A ferro e fogo: a história e a devastação da Mata Atlântica brasileira | Warren Dean
Há exatamente 137 anos iniciava-se o primeiro programa de reflorestamento da Mata Atlântica com a recomposição das florestas da Tijuca e Paineiras, no Rio de Janeiro, que à época já apresentavam suas constituições florísticas originais consideravelmente degradadas em decorrência de intensa atividade antrópica. Assim como esses, outros segmentos da vasta formação florestal que originalmente recobria a costa leste do Brasil entre 8° e 28° de latitude sul e se estendia para o interior cerca de 100km em sua porção norte e mais de 500km na sul, mostravam-se também sensivelmente depauperados, especialmente em áreas do Nordeste e Minas Gerais. A continuada devastação do bioma Mata Atlântica acabou por reduzir sua constituição original a menos de 10% da área coberta originalmente, o que, independentemente de perdas relativas à sua fitofisionomia e diversidade zoológica, provocou também severas alterações climáticas e pedológicas, notadamente na região nordestina.
O historiador e brasilianista norte-americano Warren Dean, ao discorrer nos 15 capítulos que compõem sua obra sobre a história das relações entre o homem e um dos mais importantes ecossistemas mundiais — a Mata Atlântica —, avalia, através de um estudo pioneiro, as várias fases da interferência humana sobre esse ecossistema único, apontando as trágicas, e muitas vezes irreversíveis, conseqüências do processo.
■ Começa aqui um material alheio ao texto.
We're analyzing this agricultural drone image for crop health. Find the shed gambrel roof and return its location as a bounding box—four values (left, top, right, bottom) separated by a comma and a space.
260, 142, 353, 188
Tal panorama, mostra o autor, só começa a se modificar recentemente com o movimento universal de conscientização ecológica, que tem induzido a criação de legislação de proteção e programas de reflorestamento, educação ambiental e manejo da floresta.
Na esteira da obra clássica de Jean Dordst Antes que a natureza morra, que já em 1964 alertava sobre o crescente desequilíbrio ecológico no mundo moderno em decorrência das invariavelmente desastrosas intervenções humanas na natureza, Dean, após breve introdução à gênese e estabilização das florestas tropicais da América do Sul, nos conduz à real temática de seu livro, que é a chegada da “espécie invasora” e devastadora maior—o homem—a esses biomas. A evolução da ocupação humana da Mata Atlântica, que em seus primórdios abrigou dos primitivos caçadores-coletores aos povos indígenas tupi, é mostrada em paralelo às alterações antrópicas causadas à floresta. Nessa fase pré-portuguesa, o autor destaca as agressões originadas pelas supostamente inofensivas práticas agrícolas “itinerantes” dos indígenas, que através de sucessivas queimadas acabavam por transformar pequenas áreas de floresta primária em focos de mata secundária: as capoeiras. Ainda que observando que tais danos à floresta original não eram irreversíveis, Dean indaga sobre o que teria ocorrido se os europeus não tivessem interrompido a trajetória natural de ocupação e utilização da floresta pelos autóctones. Em qualquer hipótese, o processo histórico de degradação da Mata Atlântica acabou por tomar Rimo trágico com a chegada dos europeus, cuja desastrosa interferência naquele ecossistema acelerou consideravelmente o processo de sua destruição.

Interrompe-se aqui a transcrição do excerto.